The team reached the 275-290 nm breakthrough a couple of months ago after working on similar research for more than three years - one-and-a-half of those years with DARPA funding.

"When we started the project, one group had been clearly leading the field for several years without any other group making much progress," says Andy Allerman, the Sandia scientist who leads the growth of the LED semiconductor material. "Our LED performance increased rapidly the past year and recently we reached record power at 290 nm and 275 nm."

The device has a sapphire substrate with conductive layers of aluminum gallium nitride. It is well known that the more aluminum added to the semiconductor material, the shorter the output wavelength. But with increasing aluminum content the material becomes much harder to grow and harder to flow electrical current through it. The mix that reached the 275 nm is around 50 percent aluminum. A key step in achieving the high powers was getting high-quality material growth at these high aluminum percentages, considered to be very difficult.

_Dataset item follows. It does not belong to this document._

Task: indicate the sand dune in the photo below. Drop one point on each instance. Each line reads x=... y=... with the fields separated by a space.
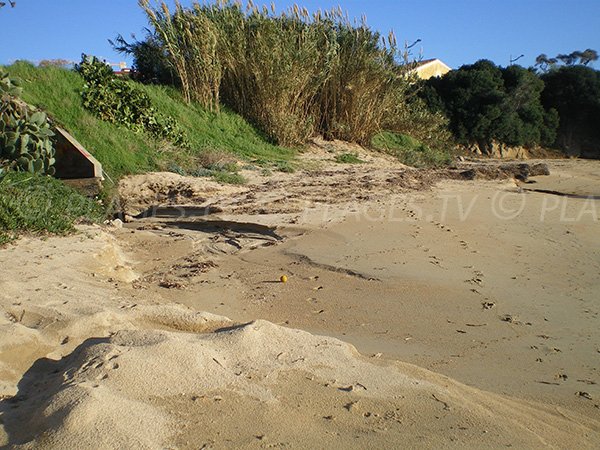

Also contributing to the advance is a smart packaging technology that has a flip-chip geometry. Instead of the standard top-emitting LED, the LED die is flipped upside down and bonded onto a thermally conducting submount. The finished LED is a bottom-emitting device that uses a transparent buffer layer and substrate.

Having the device emit light from the bottom serves two purposes, says Kate Bogart who together with Art Fischer developed the advanced packaging at Sandia.

"First, the light is two times brighter when the LEDs are in the flip-chip geometry, primarily because the light is not physically blocked by the opaque metal contacts on the top of the LED," Bogart says. "In addition, the flip-chip submount pulls heat away from the device because we make it out of materials with high thermal conductivity. This improves efficiency levels with less energy getting converted to heat and more to light."

The result is a device that is low-weight, small, and resistant to vibrations and shock.

Conventional UV sources are mercury vapor and other types of discharge lamps which are bulky, heavy, and power hungry - completely different from the new LEDs developed at Sandia that are no bigger than one square millimeter.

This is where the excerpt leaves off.